Binge watching

Auge um Auge

d'Lëtzebuerger Land du 07.08.2020

Unter dem Begriff Naziploitation werden Filme bezeichnet, welche die Verbrechen des Dritten Reiches ausschöpfen und in denen die Nazis als das absolut Böse dargestellt werden. Als sadistische Gewalttäter, die sich auf groteske Weise am Leid ihrer Opfer erfreuen. Besonders in rezenten Jahren fallen Beispiele ins Auge, die nahezu lustvoll die Geschichte mit einem zynischen Gestus neuschreiben: Die Iron Sky- oder die Dead Snow-Serie oder noch Quentin Tarantinos Inglorious Basterds (2009) beziehen ihren besonderen Reiz aus der Darstellung der zynischen Neuinterpretation historischer Ereignisse. Die Serie Hunters, ein Amazon Original, die seit 2020 auf dem Amazon Prime-Server ausgestrahlt wird, schreibt sich in diese Linie ein. Allein das Titelplakat der Serie erinnert augenscheinlich an Tarantinos Farbcodes und deutet ähnliche Stilmerkmale und inhaltliche Parallelen an: In den Siebzigerjahren schließt sich der junge Jonah Heidelbaum (Logan Lerman) einer Gruppe im Untergrund arbeitender Nazi-Jäger, den sogenannten Hunters, an. Angeführt von dem ergrauten und zwielichtig taktierenden Meyer Offerman (Al Pacino) spüren die selbsternannten Rächer die in Amerika lebenden Nazis auf und bringen sie zur Rechenschaft, bevor diese ihre Pläne für das „Vierte Reich“ in den Vereinigten Staaten realisieren können…

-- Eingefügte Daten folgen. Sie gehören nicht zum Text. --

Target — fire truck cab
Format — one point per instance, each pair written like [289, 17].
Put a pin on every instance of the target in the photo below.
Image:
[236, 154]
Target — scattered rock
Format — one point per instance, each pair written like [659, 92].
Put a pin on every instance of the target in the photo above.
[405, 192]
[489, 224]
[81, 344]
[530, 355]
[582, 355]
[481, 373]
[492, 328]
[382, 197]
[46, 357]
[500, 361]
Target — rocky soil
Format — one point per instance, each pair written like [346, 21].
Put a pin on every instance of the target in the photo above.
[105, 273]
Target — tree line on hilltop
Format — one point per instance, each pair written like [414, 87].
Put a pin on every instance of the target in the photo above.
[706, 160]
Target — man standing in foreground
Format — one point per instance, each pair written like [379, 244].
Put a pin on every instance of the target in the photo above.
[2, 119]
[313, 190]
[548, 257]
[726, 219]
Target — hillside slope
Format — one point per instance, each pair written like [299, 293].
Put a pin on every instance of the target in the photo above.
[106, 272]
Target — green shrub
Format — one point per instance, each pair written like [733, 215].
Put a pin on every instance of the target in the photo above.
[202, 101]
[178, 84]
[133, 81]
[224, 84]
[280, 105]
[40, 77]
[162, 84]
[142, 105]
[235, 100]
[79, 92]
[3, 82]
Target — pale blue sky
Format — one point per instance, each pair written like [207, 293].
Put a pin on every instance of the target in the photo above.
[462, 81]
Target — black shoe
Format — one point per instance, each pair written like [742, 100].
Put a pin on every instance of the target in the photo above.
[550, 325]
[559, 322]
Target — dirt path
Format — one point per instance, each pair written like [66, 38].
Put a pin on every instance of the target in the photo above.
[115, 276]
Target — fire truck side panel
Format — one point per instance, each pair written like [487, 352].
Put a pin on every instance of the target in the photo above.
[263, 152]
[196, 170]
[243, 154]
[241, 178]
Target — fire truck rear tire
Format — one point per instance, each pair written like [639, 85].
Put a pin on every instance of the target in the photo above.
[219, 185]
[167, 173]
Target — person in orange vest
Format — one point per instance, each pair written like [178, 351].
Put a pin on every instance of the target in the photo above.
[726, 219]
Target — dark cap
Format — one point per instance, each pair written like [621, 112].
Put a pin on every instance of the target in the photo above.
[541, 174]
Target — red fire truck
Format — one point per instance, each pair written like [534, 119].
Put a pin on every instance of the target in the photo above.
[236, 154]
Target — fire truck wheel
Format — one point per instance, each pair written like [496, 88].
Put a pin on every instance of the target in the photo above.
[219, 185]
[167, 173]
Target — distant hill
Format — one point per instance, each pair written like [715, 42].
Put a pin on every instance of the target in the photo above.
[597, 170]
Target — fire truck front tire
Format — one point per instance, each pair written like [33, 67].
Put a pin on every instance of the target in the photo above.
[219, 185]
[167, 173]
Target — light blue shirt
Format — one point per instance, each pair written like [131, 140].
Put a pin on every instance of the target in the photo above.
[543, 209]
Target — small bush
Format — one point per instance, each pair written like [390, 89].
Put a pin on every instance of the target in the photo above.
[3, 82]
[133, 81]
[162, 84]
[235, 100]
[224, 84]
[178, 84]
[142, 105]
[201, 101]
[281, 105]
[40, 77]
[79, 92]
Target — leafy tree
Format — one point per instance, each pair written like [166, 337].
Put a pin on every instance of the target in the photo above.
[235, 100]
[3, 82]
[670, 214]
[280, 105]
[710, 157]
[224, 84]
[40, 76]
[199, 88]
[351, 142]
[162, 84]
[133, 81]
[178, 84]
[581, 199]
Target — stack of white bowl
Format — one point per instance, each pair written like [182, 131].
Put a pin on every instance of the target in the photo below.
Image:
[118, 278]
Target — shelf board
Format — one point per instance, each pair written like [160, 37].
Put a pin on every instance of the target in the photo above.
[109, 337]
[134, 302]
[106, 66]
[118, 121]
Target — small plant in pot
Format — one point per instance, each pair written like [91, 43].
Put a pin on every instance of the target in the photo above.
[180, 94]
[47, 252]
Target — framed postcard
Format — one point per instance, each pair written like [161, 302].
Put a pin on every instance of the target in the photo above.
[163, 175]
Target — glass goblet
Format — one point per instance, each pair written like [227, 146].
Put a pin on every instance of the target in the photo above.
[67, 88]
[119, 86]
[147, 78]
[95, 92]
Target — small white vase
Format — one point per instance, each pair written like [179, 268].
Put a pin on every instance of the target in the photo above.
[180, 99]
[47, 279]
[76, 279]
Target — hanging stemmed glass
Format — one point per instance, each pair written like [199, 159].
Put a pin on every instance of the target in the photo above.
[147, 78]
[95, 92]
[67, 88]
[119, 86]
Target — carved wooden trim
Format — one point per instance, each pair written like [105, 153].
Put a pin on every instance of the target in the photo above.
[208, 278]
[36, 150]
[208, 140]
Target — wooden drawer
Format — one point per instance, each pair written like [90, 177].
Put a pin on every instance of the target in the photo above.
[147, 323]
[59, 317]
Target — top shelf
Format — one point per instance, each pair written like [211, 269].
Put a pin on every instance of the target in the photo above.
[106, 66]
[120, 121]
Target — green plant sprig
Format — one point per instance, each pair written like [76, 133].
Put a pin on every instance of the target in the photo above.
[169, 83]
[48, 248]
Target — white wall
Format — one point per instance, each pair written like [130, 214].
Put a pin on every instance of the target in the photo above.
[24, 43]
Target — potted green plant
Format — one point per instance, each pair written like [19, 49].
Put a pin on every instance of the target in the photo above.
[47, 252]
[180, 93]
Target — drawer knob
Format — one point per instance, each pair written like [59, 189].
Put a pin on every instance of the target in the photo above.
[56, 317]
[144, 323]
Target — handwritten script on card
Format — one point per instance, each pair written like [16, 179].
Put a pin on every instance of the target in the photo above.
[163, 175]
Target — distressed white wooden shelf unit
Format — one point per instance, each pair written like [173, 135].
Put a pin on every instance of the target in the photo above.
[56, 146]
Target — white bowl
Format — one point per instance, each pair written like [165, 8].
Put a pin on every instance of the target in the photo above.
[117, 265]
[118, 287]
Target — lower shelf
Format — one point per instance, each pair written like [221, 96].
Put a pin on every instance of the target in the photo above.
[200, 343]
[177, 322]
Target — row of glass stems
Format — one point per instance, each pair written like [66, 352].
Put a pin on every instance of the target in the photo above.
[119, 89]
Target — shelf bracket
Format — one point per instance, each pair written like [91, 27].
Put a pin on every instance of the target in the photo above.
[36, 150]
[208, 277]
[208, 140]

Die von David Weil kreierte und unter anderem von Jordan Peele produzierte Serie zeigt in ihrer Titelsequenz dann auch kaum verwunderlich ein Schachbrett, auf dem die einzelnen Figuren agieren. Hier geht es um den ewigen Kampf Gut gegen Böse, Schwarz und Weiß; erst nach und nach macht Hunters seine moralischen Grauzonen auf. Denn die Gewalt dieser Helden hat jede Selbstverständlichkeit verloren; sie wird durch die Spiegelung der einstigen Nazi-Verbrechen zelebriert wie eine Kunst: grausam-zynisch, variantenreich und angestrengt. Jede Episode besitzt ähnliche Strukturmerkmale: Es gibt Rückblenden, die von der Grausamkeit der KZ-Offiziere erzählen und dann in den Siebzigern wieder evoziert werden. Auge um Auge, Zahn um Zahn. Da ist denn auch ein gewisser Instinkt, das Verlangen nach Selbstjustiz, das die Gruppe von Hunters eint und den idealistischen Jonah zur aktiven Teilnahme bewegt. Ferner gibt es aber immer noch ein Funken von Anstand, der sie vor der ausgesprochenen Boshaftigkeit ihrer Verbrechen bewahrt: Ein klein bisschen weniger schlecht zu sein, als die ignorante Gesellschaft, die es versäumt hat, die Kriegsverbrecher zu stellen, ja, ihnen einen Neustart auf amerikanischem Boden ermöglicht hat. Als er von der ermittelnden FBI-Agentin zur Selbstkritik aufgerufen wird, verliert sich der
junge Jonah dann auch zunehmend auf diesem Schachbrett.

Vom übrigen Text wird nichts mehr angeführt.